Wutentbrannt steht der 11. Dezember vor seinem Chef, dem Kalender. Er knallt mit der Faust auf den Tisch. So gehts nicht weiter, ich brauche ein neues Datum.
Was nicht überall bekannt ist: Tage sind Wesen, was wir in all den Taschenagenden, Wandkalendern und dergleichen sehen, sind Bilder, die zeigen, wie sich die Menschen einen Tag vorstellen.
Warum denn, mein 11. Dezember? Was geht nicht weiter so?
Wer jetzt erwartet, der 11. Dezember würde sich über die Kälte, die langen Nächte oder dergleichen beschweren, hat nicht berücksichtigt, dass der Tag ein globales Ding ist. Die lange und dunkle Nordwinterzeit findet gleichzeitig statt wie die ebenso lange, aber helle Südsommerzeit. Nein, der 11. Dezember hat ein anderes Anliegen. Weisst Du, Kalender, ich bin nicht sehr zufrieden mit meiner Lage im Jahresverlauf. So kurz nach dem Nikolaustag, nur wenige Tage vor Weihnachten. Ich bin ein normaler Tag in dieser festlichen Zeit, gar nicht auffällig, ganz gewöhnlich.
Bei mir sind alle 365 Tage ganz normal, ausser der Schalttag, weil der nur alle vier Jahre an der Reihe ist. Und ich sage Dir, jeder meiner Tage ist etwas ganz besonderes. Darf ich Dich erinnern?

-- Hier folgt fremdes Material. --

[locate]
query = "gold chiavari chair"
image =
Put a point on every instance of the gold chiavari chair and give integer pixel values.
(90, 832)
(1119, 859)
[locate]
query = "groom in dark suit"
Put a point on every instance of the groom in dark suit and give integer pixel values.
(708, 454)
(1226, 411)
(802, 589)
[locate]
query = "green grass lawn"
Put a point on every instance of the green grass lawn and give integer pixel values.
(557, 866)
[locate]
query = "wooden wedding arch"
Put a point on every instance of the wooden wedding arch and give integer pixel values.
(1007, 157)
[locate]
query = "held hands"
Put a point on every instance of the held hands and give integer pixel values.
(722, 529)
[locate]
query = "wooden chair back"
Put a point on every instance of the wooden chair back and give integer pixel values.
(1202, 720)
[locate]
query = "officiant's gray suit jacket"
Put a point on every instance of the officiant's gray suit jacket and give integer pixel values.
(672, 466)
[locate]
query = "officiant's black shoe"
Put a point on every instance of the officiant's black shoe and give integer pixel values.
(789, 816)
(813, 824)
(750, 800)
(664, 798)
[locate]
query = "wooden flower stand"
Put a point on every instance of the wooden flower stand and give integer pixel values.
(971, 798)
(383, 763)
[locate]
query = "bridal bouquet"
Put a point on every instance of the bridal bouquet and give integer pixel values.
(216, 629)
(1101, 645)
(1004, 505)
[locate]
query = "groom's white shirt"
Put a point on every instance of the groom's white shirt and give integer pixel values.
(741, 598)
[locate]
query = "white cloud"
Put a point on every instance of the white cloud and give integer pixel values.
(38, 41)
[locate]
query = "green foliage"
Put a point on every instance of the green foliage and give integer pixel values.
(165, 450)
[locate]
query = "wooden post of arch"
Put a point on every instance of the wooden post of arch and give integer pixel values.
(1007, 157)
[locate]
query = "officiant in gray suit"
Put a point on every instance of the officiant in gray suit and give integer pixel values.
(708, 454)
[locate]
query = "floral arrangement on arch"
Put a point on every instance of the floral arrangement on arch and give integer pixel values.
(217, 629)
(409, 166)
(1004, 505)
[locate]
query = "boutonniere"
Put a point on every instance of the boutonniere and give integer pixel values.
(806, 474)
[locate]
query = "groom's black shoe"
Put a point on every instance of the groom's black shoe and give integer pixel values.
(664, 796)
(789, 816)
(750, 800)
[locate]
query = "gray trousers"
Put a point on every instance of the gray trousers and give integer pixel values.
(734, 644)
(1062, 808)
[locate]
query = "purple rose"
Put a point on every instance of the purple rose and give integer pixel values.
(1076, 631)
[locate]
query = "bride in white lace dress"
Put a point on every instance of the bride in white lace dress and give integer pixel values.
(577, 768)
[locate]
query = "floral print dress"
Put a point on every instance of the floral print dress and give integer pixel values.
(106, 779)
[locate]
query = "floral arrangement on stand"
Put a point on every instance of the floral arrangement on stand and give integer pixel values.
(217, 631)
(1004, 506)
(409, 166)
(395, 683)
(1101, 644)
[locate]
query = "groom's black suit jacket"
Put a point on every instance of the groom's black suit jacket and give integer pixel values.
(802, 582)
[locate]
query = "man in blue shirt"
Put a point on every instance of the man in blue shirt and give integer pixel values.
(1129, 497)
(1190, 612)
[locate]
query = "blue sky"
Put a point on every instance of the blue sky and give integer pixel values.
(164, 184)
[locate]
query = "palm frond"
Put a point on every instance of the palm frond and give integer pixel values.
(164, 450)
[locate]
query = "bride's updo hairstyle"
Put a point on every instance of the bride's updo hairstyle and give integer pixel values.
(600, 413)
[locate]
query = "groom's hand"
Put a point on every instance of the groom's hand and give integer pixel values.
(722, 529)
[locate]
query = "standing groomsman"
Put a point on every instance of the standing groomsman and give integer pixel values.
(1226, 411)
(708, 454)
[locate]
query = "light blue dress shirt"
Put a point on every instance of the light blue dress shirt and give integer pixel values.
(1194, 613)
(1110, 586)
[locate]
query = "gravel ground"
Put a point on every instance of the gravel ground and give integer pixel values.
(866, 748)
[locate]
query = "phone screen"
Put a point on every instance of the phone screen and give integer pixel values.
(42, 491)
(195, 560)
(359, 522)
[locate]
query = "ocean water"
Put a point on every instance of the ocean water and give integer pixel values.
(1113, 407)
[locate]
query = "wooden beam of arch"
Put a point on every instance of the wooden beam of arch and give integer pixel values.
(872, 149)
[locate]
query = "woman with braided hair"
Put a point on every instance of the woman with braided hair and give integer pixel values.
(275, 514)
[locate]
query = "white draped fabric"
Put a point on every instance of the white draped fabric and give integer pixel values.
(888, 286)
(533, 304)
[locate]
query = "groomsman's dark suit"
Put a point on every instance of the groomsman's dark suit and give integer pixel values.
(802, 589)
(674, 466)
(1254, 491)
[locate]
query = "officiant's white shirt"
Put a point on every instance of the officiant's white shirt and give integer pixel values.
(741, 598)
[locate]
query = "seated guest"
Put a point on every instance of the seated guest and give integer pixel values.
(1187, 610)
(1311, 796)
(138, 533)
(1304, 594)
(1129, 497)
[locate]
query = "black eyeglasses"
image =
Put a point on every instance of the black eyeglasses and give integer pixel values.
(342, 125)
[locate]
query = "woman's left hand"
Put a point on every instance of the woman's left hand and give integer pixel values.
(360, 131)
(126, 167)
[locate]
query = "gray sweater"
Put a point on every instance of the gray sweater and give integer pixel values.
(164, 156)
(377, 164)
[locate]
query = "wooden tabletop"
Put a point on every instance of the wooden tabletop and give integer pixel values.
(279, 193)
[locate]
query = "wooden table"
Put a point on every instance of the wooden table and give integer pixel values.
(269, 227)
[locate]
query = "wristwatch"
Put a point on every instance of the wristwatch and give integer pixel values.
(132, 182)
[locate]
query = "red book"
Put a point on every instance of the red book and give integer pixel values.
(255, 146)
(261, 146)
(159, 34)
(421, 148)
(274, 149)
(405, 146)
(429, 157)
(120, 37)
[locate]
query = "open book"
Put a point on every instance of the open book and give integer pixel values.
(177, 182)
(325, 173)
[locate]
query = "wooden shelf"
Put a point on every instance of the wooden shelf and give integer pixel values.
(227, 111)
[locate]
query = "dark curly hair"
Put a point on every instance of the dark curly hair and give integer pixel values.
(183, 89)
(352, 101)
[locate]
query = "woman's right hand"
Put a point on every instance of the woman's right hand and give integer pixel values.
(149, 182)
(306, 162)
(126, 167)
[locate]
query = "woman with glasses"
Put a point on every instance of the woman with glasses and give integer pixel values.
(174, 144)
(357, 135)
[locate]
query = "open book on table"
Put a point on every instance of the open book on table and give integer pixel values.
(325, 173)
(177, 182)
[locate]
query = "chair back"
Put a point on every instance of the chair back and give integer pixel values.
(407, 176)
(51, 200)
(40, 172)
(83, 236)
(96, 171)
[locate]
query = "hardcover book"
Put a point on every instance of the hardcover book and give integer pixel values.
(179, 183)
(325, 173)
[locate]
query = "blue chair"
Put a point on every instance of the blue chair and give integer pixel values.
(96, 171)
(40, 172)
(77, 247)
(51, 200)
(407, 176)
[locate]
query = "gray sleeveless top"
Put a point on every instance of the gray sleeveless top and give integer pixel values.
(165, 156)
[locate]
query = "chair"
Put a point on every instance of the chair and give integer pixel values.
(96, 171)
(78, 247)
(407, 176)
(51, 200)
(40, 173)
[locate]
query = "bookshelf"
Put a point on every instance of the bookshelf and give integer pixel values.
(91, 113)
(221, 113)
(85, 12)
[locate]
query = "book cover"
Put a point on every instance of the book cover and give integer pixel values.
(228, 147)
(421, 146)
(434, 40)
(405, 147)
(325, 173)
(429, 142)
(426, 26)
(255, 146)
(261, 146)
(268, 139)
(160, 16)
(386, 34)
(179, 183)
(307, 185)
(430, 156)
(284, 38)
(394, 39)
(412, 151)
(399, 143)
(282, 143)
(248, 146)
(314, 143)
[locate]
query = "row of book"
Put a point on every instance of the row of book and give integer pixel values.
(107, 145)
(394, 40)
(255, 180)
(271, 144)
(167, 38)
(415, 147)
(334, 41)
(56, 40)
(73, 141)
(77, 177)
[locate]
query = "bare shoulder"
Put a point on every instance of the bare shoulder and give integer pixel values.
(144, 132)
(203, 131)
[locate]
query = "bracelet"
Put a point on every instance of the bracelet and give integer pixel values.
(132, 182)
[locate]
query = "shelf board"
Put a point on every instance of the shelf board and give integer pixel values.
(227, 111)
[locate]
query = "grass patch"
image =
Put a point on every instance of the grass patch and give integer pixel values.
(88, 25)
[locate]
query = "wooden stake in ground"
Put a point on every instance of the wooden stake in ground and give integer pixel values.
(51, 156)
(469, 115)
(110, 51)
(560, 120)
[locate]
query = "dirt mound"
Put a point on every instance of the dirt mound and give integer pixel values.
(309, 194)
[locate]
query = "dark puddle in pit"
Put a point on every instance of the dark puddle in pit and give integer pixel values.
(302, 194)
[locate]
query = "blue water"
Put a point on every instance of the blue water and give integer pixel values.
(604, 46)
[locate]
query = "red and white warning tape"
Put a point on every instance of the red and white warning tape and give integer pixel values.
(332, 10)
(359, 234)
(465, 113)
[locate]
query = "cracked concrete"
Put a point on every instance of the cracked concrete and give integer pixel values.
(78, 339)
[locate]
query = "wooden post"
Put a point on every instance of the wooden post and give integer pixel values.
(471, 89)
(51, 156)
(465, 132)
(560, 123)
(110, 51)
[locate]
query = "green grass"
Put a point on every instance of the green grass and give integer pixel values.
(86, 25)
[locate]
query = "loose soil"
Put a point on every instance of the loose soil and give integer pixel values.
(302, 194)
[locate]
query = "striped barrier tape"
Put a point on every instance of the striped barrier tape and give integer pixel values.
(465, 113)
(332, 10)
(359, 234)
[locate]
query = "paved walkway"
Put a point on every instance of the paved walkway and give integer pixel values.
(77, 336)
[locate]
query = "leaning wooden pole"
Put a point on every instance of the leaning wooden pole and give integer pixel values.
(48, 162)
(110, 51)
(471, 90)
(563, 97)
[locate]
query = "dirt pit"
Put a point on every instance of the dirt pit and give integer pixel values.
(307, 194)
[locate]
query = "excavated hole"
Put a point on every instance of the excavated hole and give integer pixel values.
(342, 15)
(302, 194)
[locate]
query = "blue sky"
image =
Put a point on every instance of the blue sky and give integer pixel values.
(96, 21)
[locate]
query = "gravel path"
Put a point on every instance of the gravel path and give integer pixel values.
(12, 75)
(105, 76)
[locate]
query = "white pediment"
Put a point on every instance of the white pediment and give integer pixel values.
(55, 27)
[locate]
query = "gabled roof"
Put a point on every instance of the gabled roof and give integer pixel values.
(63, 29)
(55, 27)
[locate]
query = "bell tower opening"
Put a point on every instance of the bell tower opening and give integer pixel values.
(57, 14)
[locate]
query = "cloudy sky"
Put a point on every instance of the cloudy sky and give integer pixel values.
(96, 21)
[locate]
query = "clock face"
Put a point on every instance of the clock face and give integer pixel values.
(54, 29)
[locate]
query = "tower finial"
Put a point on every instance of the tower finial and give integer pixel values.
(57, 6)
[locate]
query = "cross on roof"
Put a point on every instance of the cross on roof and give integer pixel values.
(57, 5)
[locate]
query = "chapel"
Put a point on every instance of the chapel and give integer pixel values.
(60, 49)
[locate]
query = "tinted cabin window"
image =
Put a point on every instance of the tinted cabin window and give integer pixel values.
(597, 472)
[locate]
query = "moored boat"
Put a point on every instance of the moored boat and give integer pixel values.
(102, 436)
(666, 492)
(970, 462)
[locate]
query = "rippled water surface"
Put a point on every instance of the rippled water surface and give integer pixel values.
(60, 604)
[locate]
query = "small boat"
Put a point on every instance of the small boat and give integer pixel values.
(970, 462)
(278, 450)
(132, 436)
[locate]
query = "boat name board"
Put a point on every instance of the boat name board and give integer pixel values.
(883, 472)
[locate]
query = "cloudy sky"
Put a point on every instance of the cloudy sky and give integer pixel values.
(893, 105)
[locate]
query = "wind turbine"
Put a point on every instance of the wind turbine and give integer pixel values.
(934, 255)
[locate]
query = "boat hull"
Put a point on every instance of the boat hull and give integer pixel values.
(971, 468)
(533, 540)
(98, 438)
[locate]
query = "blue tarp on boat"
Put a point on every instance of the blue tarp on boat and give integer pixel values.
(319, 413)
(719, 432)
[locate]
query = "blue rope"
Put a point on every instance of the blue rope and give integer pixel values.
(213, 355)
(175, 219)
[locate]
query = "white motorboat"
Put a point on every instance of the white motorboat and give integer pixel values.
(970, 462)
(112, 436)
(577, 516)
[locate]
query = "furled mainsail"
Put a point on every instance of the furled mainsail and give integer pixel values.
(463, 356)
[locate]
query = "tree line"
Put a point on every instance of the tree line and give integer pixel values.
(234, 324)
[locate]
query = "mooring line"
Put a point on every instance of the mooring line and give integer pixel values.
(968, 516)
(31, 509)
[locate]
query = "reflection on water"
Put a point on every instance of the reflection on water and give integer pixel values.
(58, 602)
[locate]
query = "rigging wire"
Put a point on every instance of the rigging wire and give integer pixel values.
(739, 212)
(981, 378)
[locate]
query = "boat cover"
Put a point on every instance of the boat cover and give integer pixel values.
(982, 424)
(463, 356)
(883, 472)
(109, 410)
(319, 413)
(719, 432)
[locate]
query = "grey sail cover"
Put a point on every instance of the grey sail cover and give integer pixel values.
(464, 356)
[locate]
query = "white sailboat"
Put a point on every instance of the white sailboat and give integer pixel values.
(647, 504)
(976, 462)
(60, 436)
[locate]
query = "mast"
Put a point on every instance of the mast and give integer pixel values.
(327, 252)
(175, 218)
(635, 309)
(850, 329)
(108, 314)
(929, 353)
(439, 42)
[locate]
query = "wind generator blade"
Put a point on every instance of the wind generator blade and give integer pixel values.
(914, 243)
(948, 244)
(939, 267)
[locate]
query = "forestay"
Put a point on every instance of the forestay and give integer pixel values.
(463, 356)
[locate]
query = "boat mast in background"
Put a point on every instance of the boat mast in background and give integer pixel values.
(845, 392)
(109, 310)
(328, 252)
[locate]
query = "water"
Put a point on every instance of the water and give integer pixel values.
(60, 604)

Zum Beispiel hast Du vier Nobelpreise vorzuweisen, Robert Koch etwa, ein wichtiger Mensch für die Gesundheit der Menschen. Oder der Physiker Max Born. Nicht zu vergessen die Schriftsteller Alexandr Solschenizin und Naghib Mahfuz. Und weisst Du noch: Dein Datum steht über der Geburtstunde des Kinderhilfswerkes UNICEF.
Ist mir alles bestens bekannt, lieber Kalender. Daran erinnere ich mich wirklich gern. Aber es gibt auch schreckliche Ereignisse an meinem Tag, etwa die Kriegserklärung der Nazis gegen die USA.
Jeder Tag hat dunkle und helle Seiten, das ändert nichts, wenn Du einfach ein anderes Datum bekommen würdest. Und die Menschen haben aus den Tagen Namenstage gemacht – die Todestage der Heiligen. Vielleicht als Erinnerung daran, dass der Jahreslauf mit Werden und Vergehen Symbol ist für die Zuversicht, dass auf dunkle Momente wieder helle Zeiten folgen.
Schon, Kalender, das sehe ich ja alles ein, aber eben, der Nikolaustag und die Weihnachtstage…
11. Dezember, genau darum braucht es Dich genau dort, wo Du jetzt bist: weil es einige Tage braucht zwischen diesen beiden Ereignissen, damit genügend Spannung entsteht. Stell Dir vor, die Kinder müssten eine Nacht weniger schlafen, könnten sich weniger lange auf Weihnachten freuen, nur weil Du ein anderes Datum willst. Und für all die Weihnachtseinkäufe hätte es einen Tag weniger.
Ganz nachdenklich wird der 11. Dezember, schliesst die Augen, verzieht seine zwei Einsen zu einem verklärten Lachen, und summt leise vor sich hin, weihnächtliche Klänge.
Siehst Du jetzt, 11. Dezember? Ich rechne auch nächstes Jahr wieder mit Dir – ganz normal, aber doch besonders!